I eventually arrived at my apartment at 5:45 p.m. and enjoyed a cigarette with a cup of tea. Then I walked across the street in order to buy donuts at the local market. The woman at the counter greeted me with a huge toothy grin and stroked the fur on my forearms as she gave me the change. This happens from time to time. Most Korean men are pretty much hairless, so the locals often get a kick out of rubbing a white man's pelt.

I called Rice-Boy Larry on my smartphone.

I said, "Where are you?"

"With my friends."

I took a puff from my Marlboro. "What time will you be home?"

"About ten or so."

"Ten? Seems a bit late." I inhaled some more smoke. "Is everything going OK in your life?"

"It seems to be."

"Good for you."

My son has a lot of friends. Back in the old days, racially mixed Koreans were often neglected or beaten. It was a big fucking deal not to be a purebred member of the tribe. But times have since changed for the better. None of his mates seem to care that he's half a Caucasian. Is he fully accepted as a citizen? Not on your life. Yet nobody punches him on the nose or kicks him in the balls. And I'm simply happy that he's happy. So who could ask for more?
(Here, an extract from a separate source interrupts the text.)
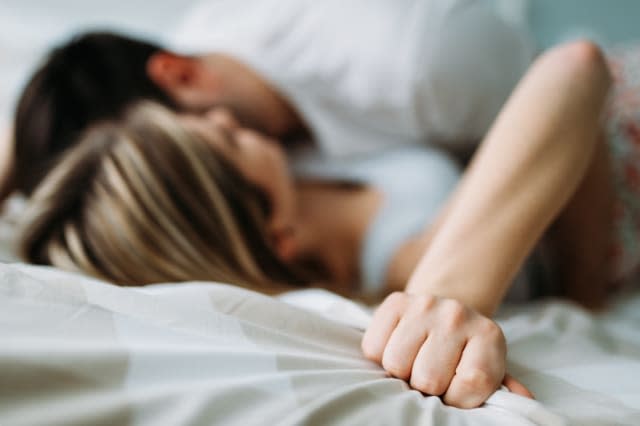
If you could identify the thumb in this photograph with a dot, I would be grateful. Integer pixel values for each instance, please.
(516, 387)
Besides, I can be a bigoted bastard, too. Therefore, I try not to point out the speck in my brother's eye while I have a plank in my own. It's the least I can do.
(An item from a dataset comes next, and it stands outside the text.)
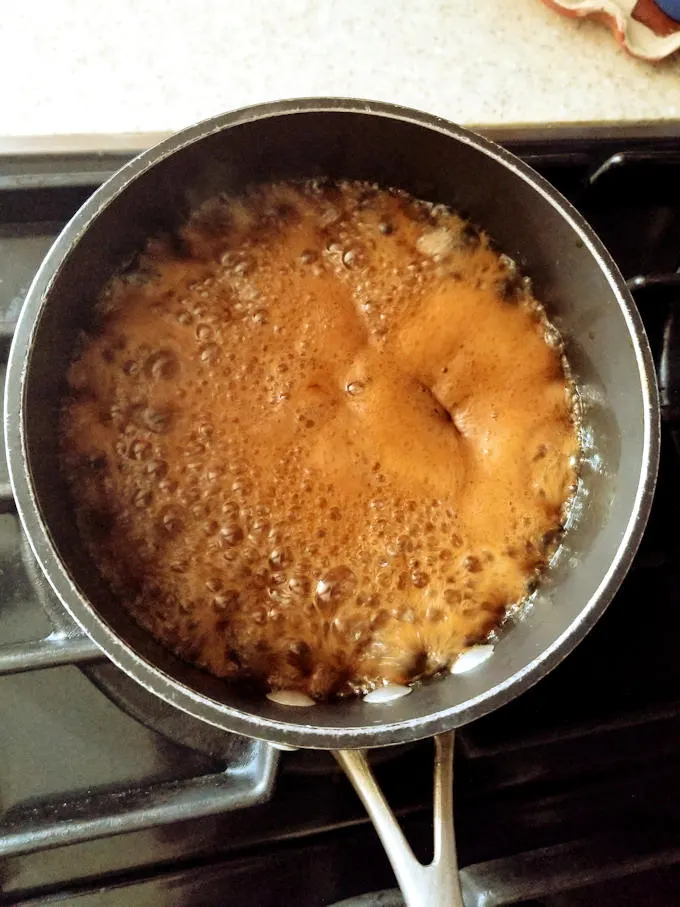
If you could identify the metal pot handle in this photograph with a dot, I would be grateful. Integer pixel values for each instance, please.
(435, 885)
Anyway, I made myself some Chinese dumplings and French fries for dinner. It was real easy to prepare because I used my trusty air fryer. Then I sat on the sofa and watched Wentworth on Netflix. I'm on season six, and a new inmate is causing all types of trouble. She used to own many brothels throughout Australia, and now she's smuggling drugs into the prison. Many of the other inmates know her well because they used to work for her as prostitutes. I'm a huge fan of Wentworth. I simply can't get enough.

At 9 p.m., I went to bed and slept like the dead.

The alarm sounded at 5 a.m., and I drank a cup of coffee. Then I read the headlines on my smartphone while taking a nasty dump. Hanyang University Medical Center completed a study about kids who use the internet too much. Those who were on it four or more hours a day had a higher rate of depression and suicidal ideation. I'm not surprised.